There's nothing as iconic as E=mc^2, but what a fun question! Here are some ideas.
- How about the minimal ANSI C program "int main(int argc, char argv) {return 0;}"?
- You could look up the code designed by Ada Augusta, Countless Lovelace. It's much like a spreadsheet.
- A few code snippets are of historical interest in that they have unfortunately caused satellites to fall out of orbit.
- Some code snippets have been used as email signatures for political reasons, such as short implementations of RSA or DeCSS.
- David A. Wheeler's website has a nice rundown of modern history's important software innovations, but only a couple of those, like RSA, can be implemented in a few (appropriately) cryptic lines.
- There are a number of mathematical algorithms of interest, such as the Euclidean algorithm for greatest common divisor (GCD) and the Newton or Newton-Raphson method.
- Some modern fundamental algorithms such as binary search and quicksort are compact.
- You might like some variant of "the computus", the formula for calculating the date of Easter. It bores me, but I enjoy the similar Zeller's congruence.
- The movie "The Social Network" features something like the tf-idf formula and the movie "A Beautiful Mind" features Nash equilibrium.
- The Ackermann function is fun, being a brief and notably slow formula for practically all arithmetic.

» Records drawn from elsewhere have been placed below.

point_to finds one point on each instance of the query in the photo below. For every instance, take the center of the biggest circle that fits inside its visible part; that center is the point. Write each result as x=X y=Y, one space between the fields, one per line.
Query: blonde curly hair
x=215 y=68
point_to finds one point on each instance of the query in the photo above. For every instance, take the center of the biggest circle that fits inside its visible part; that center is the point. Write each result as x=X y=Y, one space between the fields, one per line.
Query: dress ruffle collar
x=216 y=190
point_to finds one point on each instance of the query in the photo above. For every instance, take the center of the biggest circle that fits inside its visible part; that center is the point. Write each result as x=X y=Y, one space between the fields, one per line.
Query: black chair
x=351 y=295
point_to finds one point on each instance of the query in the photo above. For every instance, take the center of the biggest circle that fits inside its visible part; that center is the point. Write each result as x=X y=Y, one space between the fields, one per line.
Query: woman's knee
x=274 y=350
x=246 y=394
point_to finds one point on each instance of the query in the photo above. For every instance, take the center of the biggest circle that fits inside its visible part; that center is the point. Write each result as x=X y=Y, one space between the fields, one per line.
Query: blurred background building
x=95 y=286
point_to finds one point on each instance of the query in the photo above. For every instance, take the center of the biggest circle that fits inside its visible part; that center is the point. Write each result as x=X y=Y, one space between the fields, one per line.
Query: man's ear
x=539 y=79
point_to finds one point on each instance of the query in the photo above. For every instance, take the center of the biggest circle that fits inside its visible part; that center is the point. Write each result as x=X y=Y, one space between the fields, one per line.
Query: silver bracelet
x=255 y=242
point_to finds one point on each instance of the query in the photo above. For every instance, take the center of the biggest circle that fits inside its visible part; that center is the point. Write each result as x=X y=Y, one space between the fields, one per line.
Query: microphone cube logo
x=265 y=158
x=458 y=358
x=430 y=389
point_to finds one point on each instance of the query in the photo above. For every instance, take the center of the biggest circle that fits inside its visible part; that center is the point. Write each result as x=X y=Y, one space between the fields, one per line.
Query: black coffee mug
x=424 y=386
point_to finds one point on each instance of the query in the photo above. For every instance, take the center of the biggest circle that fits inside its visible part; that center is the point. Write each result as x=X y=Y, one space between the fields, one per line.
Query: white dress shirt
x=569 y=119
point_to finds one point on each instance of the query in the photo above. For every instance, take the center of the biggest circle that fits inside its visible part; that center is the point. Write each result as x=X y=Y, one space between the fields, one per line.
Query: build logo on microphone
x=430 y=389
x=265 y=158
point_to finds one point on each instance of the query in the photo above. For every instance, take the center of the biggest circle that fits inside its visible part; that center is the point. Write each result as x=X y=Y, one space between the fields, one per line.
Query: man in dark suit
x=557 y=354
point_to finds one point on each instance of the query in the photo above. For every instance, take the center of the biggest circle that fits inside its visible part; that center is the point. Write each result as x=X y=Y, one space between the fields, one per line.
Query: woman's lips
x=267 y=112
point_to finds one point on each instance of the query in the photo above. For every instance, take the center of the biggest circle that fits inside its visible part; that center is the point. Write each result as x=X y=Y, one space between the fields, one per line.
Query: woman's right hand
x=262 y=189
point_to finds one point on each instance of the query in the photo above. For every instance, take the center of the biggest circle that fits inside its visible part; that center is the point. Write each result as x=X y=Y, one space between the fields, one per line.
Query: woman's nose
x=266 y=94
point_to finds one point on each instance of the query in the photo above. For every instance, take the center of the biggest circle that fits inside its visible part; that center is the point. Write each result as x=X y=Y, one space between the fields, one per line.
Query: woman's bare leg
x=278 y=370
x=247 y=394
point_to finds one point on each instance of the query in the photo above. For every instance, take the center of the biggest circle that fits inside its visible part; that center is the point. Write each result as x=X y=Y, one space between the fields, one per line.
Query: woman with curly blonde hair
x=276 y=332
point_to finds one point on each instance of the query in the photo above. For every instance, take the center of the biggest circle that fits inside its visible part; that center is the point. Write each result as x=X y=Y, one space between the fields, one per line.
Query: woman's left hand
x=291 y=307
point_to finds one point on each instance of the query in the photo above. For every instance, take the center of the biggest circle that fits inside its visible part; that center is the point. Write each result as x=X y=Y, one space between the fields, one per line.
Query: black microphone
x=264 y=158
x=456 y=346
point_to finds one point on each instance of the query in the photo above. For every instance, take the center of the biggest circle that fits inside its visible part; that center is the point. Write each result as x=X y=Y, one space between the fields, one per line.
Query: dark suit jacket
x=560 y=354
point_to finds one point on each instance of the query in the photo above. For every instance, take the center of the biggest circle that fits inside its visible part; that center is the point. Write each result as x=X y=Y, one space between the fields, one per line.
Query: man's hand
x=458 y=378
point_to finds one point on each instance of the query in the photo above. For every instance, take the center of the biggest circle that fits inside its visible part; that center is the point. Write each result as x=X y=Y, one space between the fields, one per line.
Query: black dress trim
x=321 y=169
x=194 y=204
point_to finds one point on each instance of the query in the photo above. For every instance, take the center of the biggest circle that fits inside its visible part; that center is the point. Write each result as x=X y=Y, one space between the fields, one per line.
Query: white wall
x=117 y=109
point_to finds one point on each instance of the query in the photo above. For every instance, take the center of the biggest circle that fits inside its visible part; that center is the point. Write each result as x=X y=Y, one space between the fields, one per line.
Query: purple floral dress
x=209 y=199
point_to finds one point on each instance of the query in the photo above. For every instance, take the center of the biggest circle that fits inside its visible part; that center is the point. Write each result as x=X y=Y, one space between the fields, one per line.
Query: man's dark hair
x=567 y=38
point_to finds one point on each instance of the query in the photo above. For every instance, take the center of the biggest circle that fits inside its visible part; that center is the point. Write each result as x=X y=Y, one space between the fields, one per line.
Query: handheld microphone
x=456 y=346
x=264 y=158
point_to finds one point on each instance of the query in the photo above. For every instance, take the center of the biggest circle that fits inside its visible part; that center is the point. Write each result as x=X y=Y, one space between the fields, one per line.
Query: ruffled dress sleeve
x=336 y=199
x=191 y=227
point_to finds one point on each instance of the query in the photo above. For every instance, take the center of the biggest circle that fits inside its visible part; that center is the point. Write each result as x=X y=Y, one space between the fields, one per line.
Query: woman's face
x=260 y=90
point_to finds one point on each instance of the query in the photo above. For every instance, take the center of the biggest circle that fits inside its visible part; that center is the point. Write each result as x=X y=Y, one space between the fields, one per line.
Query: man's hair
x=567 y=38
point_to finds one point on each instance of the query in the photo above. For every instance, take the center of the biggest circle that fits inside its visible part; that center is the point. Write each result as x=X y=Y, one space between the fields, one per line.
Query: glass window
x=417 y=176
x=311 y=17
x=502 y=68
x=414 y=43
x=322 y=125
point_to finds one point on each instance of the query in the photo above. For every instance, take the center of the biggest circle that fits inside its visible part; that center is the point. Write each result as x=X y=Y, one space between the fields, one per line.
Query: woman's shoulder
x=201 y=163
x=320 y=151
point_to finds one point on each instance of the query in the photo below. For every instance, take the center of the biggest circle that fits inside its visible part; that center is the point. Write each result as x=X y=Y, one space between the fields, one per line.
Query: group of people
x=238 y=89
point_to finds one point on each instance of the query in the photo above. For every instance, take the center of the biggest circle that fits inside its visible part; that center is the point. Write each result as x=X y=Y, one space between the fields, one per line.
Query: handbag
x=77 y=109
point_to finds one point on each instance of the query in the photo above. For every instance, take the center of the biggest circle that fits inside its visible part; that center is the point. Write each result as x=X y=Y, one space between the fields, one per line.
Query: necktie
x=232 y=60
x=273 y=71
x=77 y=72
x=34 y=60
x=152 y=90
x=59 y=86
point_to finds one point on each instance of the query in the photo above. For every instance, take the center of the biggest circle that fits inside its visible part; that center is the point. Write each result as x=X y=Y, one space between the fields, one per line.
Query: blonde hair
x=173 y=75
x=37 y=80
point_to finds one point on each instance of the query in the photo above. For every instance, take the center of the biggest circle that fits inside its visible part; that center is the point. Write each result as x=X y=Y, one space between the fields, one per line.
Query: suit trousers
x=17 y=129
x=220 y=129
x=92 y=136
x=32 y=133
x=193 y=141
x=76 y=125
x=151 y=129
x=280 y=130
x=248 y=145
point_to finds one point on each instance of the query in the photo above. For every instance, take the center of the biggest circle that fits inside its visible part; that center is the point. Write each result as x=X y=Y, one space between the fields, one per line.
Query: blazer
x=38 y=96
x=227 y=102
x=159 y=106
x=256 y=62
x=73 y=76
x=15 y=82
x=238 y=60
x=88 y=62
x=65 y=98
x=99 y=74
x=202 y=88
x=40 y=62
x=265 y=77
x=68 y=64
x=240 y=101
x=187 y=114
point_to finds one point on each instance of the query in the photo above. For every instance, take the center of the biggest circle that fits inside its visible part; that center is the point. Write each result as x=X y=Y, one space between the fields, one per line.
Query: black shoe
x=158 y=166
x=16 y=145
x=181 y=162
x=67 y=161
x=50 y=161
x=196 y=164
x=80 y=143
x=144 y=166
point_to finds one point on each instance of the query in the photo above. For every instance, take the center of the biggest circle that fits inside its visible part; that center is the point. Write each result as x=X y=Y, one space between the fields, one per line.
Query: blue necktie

Going the other way around you get Peano axioms and perhaps computations with Church numerals.
- A grammar for the lambda calculus can be three simple lines.
- Our gracious host in "The Roots of Lisp" states Lisp "eval" somewhat briefly, based on McCarthy's original, which Alan Kay called "Maxwell's equations of software".
- The truth table for NAND is a nice little graphic and the NAND function happens to be sufficient to implement all Boolean functions.
Now we could start to get into other diagrams from computer science and software engineering, but that's a vast area and you didn't actually ask for it.